There's no default for the keystore (only the truststore, which you'll almost certainly want to customise anyway if you want client certificate authentication).
Typically, you can initialise an SSLContext
as follows:
KeyStore ks = KeyStore.getInstance(...); // Load the keystore
ks.load(...); // Load as required from the inputstream of your choice, for example.
KeyStore ts = KeyStore.getInstance(...); // Load the truststore
ts.load(...);
KeyManagerFactory kmf = KeyManagerFactory.getInstance(KeyManagerFactory.getDefaultAlgorithm());
kmf.init(ks, <the key password>);
TrustManagerFactory tmf = TrustManagerFactory.getInstance(TrustManagerFactory.getDefaultAlgorithm());
tmf.init(ts);
SSLContext sslContext = SSLContext.getInstance("TLS");
sslContext.init(kmf.getKeyManagers(), tmf.getTrustManagers(), null);
Perhaps you may also be interested in this answer for the difference between keystore and truststore. In short, both are "keystores" in the storage sense, but the keystore is where you store your certificates (+chain) and associated private keys (i.e. the server cert and priv. key on a server and the client cert and priv. key on a client) and the truststore is where you store the CA certificates or the remote certificates (without private keys, because they're not your certs) that you're willing to trust, when the remote party presents its certificate.
Regarding what to do with your key/cert files, the easiest is certainly to use a keystore of type PCKS12
, which you can build as described in this answer.
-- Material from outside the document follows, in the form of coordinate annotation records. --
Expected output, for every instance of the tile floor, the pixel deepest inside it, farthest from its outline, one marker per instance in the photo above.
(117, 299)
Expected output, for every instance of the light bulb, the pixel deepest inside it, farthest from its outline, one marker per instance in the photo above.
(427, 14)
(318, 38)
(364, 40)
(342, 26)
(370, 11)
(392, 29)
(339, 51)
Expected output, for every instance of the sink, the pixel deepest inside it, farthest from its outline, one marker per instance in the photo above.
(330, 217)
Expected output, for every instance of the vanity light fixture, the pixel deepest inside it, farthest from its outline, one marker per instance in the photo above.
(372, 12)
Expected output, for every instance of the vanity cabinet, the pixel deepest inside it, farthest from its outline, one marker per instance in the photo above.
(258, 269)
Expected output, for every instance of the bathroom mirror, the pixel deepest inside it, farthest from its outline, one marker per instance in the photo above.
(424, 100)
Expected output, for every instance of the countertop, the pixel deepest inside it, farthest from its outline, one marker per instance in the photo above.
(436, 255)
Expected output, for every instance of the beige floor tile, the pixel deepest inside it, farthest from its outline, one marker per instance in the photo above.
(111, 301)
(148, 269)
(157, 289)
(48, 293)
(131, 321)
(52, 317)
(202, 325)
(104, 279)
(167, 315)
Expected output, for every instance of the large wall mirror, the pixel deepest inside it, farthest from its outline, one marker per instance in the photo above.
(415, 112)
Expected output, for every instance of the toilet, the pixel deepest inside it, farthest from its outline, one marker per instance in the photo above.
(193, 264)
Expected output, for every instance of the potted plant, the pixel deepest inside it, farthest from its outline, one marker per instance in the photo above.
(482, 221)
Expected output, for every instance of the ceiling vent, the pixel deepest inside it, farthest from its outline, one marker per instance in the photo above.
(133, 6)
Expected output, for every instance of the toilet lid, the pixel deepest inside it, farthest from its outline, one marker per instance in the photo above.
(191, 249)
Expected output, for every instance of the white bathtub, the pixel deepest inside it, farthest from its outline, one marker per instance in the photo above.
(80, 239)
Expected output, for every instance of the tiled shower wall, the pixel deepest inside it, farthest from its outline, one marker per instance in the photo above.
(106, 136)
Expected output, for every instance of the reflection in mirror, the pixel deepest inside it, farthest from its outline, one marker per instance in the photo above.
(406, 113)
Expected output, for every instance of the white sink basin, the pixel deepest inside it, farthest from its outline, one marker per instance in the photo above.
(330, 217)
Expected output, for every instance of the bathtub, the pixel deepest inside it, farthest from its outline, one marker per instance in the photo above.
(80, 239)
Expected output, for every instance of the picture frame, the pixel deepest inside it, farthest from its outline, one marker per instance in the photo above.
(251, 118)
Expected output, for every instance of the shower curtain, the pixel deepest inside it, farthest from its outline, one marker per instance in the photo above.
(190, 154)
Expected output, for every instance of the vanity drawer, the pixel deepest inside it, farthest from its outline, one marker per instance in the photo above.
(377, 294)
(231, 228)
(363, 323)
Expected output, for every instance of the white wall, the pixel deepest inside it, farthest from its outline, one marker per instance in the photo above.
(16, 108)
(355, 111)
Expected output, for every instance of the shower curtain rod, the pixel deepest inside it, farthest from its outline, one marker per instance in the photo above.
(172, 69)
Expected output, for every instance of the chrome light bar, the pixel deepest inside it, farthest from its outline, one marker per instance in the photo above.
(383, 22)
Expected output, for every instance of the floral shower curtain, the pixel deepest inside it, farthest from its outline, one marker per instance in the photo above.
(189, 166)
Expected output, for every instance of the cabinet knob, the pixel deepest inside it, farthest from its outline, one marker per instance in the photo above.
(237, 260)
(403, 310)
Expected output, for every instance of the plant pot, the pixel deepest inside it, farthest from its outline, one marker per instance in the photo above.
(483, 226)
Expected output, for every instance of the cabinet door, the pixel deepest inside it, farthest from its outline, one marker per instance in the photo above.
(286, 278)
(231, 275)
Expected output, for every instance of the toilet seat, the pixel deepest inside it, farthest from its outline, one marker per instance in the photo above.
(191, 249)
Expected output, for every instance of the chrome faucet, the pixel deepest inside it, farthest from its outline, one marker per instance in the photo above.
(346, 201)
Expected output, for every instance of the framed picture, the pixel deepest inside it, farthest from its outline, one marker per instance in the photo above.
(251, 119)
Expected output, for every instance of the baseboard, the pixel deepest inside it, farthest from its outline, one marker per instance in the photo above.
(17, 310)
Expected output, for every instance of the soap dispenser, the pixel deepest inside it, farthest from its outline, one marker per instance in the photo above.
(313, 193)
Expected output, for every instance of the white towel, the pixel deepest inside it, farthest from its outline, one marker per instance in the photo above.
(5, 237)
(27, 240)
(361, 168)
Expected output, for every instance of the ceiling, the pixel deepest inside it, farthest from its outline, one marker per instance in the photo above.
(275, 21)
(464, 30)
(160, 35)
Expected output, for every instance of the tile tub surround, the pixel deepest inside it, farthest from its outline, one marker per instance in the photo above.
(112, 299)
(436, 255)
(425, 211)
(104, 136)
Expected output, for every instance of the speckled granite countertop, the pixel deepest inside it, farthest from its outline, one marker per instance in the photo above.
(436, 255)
EDIT: (Following comments)
So is it correctly understood that I can get away with a null
TrustManager if I'm a server and not yet doing SSL client
authentication?
Yes.
But that if I were to do cliemt authentication I need to provide a
TrustManager that contains the public keys of every client that should
be able to connect?
Usually not. You'd provide a CA certificate for the CA that issued these client certificates. If you don't have this infrastructure (or if you're building it and don't have any client certificates yet), you should look into creating your own PKI, or perhaps buying client certificates from a well-known CA.
You could also build a TrustManager that accepts self-signed certificates (independently from any CA) and verifies them using the fingerprint from a pre-defined list, but this comes with a number of problems (in particular how the server asks for the right certificate), and you'd may end up replicating parts of what PKIs are for. That's not something I'd recommend unless you understand more about what you're doing.
That's a bit of a downer; I had hoped I could have waited until I got
the request URL before I needed to retrieve a fingerprint for the
authorized client and only then compare to the fingerprint the actual
client authenticated with.
Here, you're talking about a completely different aspect. If you want to get the requested URL first, before requesting the certificate, you'll need to use re-negotiation. The HTTP layer would have to talk to the SSLEngine
for ask it to trigger a new handshake (now set up to ask for a client certificate).
SSLEngine
isn't the easy path to SSL/TLS in Java in general, but asynchronous renegotiation can become very tricky. Indeed, its semantics aren't quite clear at the application layer. You could very well trigger a re-negotiation after receiving an HTTP request, but be in the middle of sending a response at the same time (since you may have asynchronous request/response, possibly pipelined). Technically, the new handshake would affect both pipes.
Overall, renegotiation or not, that's quite independent of checking how you trust the client certificate. If you really want to go down the road of having your application layer (and not the SSL/TLS layer) do the certificate verification, you'd have to write an X509TrustManager
that trusts anything (bypassing the verification at the SSL/TLS layer) and have your application get the cert from the SSLSession
(peer certificate) and do the verification there. Overall, that's quite similar to accepting self-signed certs and verifying them more manually. It can be done, but you'd be stepping out of the PKI model, and you would need some custom code to do so (as opposed to just using the API as it's meant to be used by default).
If you're new to all this, I'd avoid this approach. Try perhaps to set up a test CA and learn how it works first. The whole issue about using a CA or doing manual fingerprint verification is ultimately more an administrative problem: it's defined by how you're going to distribute your certificates between the parties involved.
Also, what is <the key password>
doing here? This is supposed to run
on an unattended server in a hosting facility somewhere; we cannot
wait for someone to come around to type in a password during startup
(say, after a power outage).
You'll need to set a password. Most servers read it from a configuration file if needed (or worse, you could hard-code it).